8 New York strip steaks, 10 ounces each
garlic and hot pepper marinade
salt
pepper
Place the steaks in a shallow bowl and cover with 3/4 of the marinade, refrigerate the remainder. Let marinate, refrigerate, for two days, turning once after the first day. Prepare a grill or preheat the broiler. Bring the extra marinade to room temperature. Remove excess marinade from the steaks and season them on both sides to taste with salt and pepper. Grill or broil to your liking, or about 4 minutes on each side for medium rare. Slice the steaks and place on a large serving platter. Spoon the remaining marinade around the steaks. 8 servings.
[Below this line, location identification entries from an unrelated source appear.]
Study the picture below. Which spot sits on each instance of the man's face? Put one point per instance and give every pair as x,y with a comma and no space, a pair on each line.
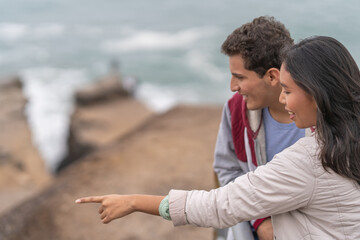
256,92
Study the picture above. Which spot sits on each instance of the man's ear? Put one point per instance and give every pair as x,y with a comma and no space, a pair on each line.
273,76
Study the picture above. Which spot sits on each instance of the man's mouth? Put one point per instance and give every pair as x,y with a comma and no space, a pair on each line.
292,115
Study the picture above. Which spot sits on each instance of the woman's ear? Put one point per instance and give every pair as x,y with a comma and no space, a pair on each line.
273,76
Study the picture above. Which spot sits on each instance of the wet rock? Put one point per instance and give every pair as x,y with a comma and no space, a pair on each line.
22,170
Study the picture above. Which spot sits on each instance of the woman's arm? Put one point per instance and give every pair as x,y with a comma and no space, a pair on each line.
116,206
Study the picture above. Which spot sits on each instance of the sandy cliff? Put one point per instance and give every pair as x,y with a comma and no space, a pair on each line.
133,151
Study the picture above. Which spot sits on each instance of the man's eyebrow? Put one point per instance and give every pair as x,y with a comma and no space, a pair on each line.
283,85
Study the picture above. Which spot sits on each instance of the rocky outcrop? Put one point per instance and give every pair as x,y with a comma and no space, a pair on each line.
173,150
104,111
22,170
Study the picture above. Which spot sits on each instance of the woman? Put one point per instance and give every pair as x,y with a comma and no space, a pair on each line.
311,189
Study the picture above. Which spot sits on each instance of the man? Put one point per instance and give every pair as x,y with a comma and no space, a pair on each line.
255,125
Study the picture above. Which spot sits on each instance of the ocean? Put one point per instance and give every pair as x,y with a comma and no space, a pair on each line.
171,47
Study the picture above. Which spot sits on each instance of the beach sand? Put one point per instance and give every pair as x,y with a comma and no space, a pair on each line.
172,150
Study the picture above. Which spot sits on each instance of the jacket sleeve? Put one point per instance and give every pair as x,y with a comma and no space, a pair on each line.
226,164
284,184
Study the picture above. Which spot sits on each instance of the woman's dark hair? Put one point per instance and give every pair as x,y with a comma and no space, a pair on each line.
259,43
324,68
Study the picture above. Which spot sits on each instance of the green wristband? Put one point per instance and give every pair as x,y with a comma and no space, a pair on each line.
164,208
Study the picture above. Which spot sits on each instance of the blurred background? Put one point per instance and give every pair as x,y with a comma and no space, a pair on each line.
170,50
171,47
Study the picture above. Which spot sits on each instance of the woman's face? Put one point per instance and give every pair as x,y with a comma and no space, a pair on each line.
300,105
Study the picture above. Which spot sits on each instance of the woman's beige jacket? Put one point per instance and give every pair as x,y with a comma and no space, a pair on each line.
304,200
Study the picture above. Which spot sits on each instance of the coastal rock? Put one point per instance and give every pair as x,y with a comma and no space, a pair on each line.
22,170
173,150
108,88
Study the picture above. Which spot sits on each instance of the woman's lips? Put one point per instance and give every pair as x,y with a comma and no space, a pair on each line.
292,115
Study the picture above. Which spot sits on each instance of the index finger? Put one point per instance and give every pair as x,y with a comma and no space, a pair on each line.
91,199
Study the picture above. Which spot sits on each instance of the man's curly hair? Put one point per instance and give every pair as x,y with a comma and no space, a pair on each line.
259,43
Garlic and Hot Pepper Marinade
8 cups pure olive oil
1 head garlic clove, smashed
1 red bell pepper, roasted, quartered, peeled and seeded, coarsely chopped
1 yellow bell pepper, roasted, quartered, peeled and seeded, coarsely chopped
1 poblano pepper, roasted, quartered, peeled and seeded, coarsely chopped
1 bunch of parsley
4 whole New Mexico red chiles, coarsely chopped
4 whole ancho chiles, coarsely chopped
Combine all the ingredients in a mixing bowl. May be refrigerated up to one day before using. Makes about 4 cups.